Ancak ilk yarıyı % 61’lik topa sahip olma ve % 87’lik isabetli pas oranıyla tamamlayan Beşiktaş’ın oyun üstünlüğünü skor üstünlüğüne dönüştürememe nedeni Sosa ve diğer öndeki oyuncuların hücumda Gomez’i aynı başarıyla tamamlayamaması oldu.
2. yarının başında ise o dakikaya kadar maçın en net gol pozisyonunu yaratan Gökhan Töre, rakibini ne kadar etkili bir çalımla geçtiyse son vuruşu da tam tersine o kadar etkisiz yaptı. O pozisyon gol olsa daha farklı bir 2. yarı izleyebilir miydik? Büyük ihtimalle evet lakin asıl yapılması gereken ilk yarıdaki soğukkanlı dengeli oyunu sürdürmekti. Bunun tam tersine Beşiktaş 2. yarının ilk 10 dakikasında çok top kaybetti ve sonunda kaçınılmaz olarak golü kalesinde gördü.
Maçtan önce Şenol Güneş “Skora göre hamleler yapacağız. Takım gücümüzü, oyuncu gücümüzü görmek istiyoruz.” demişti. Şenol hoca 1-0’dan sonra ilk önce Sosa yerine Necip ile mücadele gücünü arttırdı. Gomez skoru 1-1’e getirirken dar alanda Romario’nunkileri hatırlatan cinsten harika bir gol attı. İspanyol asıllı Alman futbol altyapısı harikası Gomez, hızıyla oyun zekâsını yarıştırdığı anda “Usta santrfor dar alanı nasıl genişletir” dersi verdi. Sonrasında ters ayağıyla yaptığı plase için Emrah Bayraktar ve Gökhan Keskin hocaları göreve çağırıyorum: Lütfen (Ro)Mario Gomez’in bu golünü Beşiktaş altyapısındaki forvetlere defalarca izlettirip çalıştırın!
Hocalardan söz açmışken, Şenol Güneş’in ekibinde fizik-kondisyondan sorumlu olanları da tebrik etmek lazım. Mario Gomez, Bayern Münih’ten ayrıldığından beri ilk kez fizik-kondisyon açısından bu kadar zirvede. Son 7 maçta 7 gol atmak sadece yetenek sonucu değil. Gomez Fiorentina’dayken de aynı yeteneğe sahipti. O yeteneği çalıştırmak, maksimum seviyeye çekmek, o yetenekten istikrarlı bir verim almak çok değerli. Dün gece Mario Gomez’in takım arkadaşları tarafından neredeyse en az beslendiği maçtı. Sosa, maalesef yazın hazırlık kampının önemli bir kısmını sakat geçirdiği için ön alanda geçen sezonki kadar verimli değil.
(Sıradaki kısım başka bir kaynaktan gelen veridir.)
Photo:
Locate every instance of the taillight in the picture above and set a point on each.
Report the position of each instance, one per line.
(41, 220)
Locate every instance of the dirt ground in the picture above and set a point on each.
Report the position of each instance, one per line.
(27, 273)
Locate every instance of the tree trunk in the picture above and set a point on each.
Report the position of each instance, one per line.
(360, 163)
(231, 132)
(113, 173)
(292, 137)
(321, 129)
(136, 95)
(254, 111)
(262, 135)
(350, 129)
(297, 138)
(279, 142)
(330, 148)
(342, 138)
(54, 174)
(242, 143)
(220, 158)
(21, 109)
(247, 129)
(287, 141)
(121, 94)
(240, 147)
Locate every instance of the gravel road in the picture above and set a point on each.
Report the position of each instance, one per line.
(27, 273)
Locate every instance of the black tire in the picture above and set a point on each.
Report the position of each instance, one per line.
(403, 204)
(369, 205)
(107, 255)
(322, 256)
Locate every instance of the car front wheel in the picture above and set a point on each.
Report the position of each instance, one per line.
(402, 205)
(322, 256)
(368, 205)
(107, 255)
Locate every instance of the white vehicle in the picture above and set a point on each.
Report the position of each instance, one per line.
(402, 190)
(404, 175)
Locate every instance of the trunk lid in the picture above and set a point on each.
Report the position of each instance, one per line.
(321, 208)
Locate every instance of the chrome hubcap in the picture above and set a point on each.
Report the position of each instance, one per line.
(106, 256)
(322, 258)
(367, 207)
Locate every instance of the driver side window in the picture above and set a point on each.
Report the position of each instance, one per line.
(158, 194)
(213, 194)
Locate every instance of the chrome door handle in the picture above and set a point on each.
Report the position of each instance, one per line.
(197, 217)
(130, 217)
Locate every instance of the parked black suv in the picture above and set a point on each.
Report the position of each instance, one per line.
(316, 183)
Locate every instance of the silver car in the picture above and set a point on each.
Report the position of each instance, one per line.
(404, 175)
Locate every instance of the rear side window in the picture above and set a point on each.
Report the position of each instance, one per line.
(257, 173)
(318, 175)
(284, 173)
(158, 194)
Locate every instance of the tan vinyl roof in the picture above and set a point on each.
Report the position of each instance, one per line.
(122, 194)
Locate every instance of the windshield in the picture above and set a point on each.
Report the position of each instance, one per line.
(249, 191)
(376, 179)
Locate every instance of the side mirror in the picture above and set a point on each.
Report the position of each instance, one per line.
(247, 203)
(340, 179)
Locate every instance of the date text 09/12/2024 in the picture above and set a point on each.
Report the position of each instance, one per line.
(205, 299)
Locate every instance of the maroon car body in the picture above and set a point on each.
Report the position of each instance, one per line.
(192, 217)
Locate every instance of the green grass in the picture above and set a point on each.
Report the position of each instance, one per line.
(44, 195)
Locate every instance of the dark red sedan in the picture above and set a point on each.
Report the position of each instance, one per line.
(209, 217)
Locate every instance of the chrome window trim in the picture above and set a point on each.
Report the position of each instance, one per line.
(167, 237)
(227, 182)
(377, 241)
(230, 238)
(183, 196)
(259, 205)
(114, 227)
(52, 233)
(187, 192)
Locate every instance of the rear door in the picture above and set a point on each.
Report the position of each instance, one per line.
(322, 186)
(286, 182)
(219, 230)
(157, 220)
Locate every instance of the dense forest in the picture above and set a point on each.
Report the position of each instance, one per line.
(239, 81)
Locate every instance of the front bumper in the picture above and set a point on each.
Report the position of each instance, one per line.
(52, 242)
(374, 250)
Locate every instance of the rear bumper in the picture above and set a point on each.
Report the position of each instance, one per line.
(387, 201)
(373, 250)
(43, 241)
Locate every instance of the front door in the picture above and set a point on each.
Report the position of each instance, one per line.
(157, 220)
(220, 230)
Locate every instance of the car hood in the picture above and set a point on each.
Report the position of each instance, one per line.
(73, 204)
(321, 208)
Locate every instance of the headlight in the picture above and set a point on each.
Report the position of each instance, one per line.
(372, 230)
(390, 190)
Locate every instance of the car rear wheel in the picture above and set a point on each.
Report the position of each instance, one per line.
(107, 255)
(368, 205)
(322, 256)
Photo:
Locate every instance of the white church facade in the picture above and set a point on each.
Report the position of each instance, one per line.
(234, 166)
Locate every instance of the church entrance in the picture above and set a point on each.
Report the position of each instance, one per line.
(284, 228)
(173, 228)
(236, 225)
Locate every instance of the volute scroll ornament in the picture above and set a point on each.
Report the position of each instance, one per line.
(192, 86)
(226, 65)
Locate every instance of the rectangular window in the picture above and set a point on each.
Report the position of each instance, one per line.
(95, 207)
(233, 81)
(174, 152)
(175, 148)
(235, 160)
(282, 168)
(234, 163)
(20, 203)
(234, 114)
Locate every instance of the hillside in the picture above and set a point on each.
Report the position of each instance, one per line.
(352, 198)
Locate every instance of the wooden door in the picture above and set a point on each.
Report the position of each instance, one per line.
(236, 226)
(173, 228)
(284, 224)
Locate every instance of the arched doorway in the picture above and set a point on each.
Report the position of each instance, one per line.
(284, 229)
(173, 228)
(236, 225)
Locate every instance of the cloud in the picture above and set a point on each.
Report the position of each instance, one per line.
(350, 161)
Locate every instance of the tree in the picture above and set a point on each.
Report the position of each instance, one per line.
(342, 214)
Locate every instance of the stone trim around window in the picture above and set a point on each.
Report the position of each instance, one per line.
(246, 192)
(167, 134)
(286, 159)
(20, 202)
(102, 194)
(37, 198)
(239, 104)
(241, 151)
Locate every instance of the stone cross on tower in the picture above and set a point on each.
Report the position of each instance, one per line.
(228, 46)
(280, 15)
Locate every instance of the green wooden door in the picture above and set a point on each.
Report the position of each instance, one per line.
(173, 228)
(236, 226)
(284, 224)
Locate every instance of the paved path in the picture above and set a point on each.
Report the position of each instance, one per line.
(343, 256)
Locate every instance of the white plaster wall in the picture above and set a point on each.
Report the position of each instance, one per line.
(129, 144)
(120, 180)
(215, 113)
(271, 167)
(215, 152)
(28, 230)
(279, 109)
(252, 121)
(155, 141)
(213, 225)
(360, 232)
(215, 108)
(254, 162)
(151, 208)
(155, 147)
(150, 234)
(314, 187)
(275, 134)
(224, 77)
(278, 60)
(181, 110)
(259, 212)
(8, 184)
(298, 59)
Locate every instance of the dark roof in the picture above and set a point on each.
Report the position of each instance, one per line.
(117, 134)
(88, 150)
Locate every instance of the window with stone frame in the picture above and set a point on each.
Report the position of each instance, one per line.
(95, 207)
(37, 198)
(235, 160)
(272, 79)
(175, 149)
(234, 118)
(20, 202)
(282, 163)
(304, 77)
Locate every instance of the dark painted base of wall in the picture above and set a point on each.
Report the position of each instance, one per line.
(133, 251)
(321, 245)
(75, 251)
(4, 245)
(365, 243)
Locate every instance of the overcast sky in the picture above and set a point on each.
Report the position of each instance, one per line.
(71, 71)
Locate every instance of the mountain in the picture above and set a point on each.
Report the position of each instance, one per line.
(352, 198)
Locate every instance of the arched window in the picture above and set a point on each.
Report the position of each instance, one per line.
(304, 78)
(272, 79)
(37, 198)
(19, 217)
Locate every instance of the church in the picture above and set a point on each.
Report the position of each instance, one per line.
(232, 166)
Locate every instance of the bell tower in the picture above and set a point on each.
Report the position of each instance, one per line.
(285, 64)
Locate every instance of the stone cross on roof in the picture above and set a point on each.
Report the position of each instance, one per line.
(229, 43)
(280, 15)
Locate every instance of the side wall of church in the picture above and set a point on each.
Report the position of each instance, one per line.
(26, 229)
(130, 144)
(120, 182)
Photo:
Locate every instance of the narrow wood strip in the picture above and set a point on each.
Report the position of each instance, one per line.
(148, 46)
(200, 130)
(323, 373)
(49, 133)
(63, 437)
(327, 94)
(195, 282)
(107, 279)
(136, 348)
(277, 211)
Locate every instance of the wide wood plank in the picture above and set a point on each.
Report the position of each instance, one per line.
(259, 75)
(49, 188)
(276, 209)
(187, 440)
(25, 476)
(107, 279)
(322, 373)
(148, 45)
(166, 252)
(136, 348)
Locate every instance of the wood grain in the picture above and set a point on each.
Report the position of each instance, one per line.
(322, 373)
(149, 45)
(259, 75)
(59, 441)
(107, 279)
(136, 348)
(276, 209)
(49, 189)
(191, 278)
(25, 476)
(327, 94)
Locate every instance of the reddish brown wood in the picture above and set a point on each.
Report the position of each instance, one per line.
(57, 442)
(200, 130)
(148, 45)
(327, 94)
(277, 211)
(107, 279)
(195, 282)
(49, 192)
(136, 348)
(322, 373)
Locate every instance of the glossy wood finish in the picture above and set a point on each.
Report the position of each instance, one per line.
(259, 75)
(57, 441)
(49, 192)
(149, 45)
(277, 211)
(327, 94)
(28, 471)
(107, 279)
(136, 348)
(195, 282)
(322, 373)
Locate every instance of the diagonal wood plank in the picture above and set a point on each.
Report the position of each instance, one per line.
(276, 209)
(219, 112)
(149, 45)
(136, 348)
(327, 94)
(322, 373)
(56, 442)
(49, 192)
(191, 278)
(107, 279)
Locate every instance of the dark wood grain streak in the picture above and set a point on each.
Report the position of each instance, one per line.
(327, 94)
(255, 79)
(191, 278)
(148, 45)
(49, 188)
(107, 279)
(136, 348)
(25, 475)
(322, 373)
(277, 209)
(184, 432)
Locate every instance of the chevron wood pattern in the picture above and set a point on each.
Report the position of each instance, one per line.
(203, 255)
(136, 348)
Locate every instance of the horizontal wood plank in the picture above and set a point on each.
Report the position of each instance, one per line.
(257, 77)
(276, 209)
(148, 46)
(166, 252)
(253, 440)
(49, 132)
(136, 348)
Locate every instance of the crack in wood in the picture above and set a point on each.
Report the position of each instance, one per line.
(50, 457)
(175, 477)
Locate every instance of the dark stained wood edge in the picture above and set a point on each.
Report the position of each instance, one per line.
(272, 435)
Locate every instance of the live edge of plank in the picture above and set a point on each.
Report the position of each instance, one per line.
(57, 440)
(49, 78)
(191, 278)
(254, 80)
Eğer Tolgay beklenenden erken dönebilirse çok iyi oynamaya devam eden Oğuzhan’ı daha da verimli şekilde tamamlayabilir. Son tahlilde maçtan önce 1 puan iyi gözüküyordu ancak dün geceki oyun ve Corluka’nın atılmasından sonra 1 puana çok sevinmek mümkün değil.